Study Site:NIMHANS, Bangalore (participants enrolment); NCBS & inStem (Biorepository), Bangalore
Study Status:Screened families 2499 , participants recruited 809 (as of April 2018)
Quality Management data review status:•Overall Quality Management
•Risk Based monitoring strategy for Data monitoring and Process monitoring by identification of Critical Data Fields
•Quality management through online monitoring reports and tracking of each participant monitored
•Online resolution of monitoring queries
Achievements:• Concurrent monitoring of the enrolment data and processes
• Release of monitored data after query resolution on daily basis
• Escalation of critical quality issues to clinical team on weekly basis and their resolution
• Trend Identification and lessons learnt for prospective monitoring and data quality

Immediate KMC Study 

The study aims to evaluate the impact of continuous Kangaroo Mother Care (KMC)  initiated immediately after birth compared to KMC initiated after stabilization in newborns with birth weight 1.0 to <1.8 kg on their survival in low-resource settings .  This multi-country randomized clinical study has been implemented in tertiary care hospitals in five low- and middle-income countries in Asia and Sub-Saharan Africa (India, Ghana, Malawi, Nigeria and Tanzania). In this study, the proposed method of care will be provided to infants with a birth weight between 1.0 to <1.8 kg. This will be compared with the current recommended method of initiating continuous KMC after stabilization of the neonate.

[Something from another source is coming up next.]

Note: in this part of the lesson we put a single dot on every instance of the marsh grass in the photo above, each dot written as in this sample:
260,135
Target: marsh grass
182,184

All neonates enrolled in this study will receive the WHO minimum package of care for small babies (warmth, hygiene, breast-milk feeding, and if required intravenous fluids, parenteral antibiotics, oxygen, continuous positive airway pressure, and monitoring). This care will be the same for the intervention and control groups, except that babies randomized to intervention will be given continuous KMC with mothers or surrogates in the neonatal special care unit, but babies allocated to control group will receive care in incubators, radiant warmers or cots while they are unstable.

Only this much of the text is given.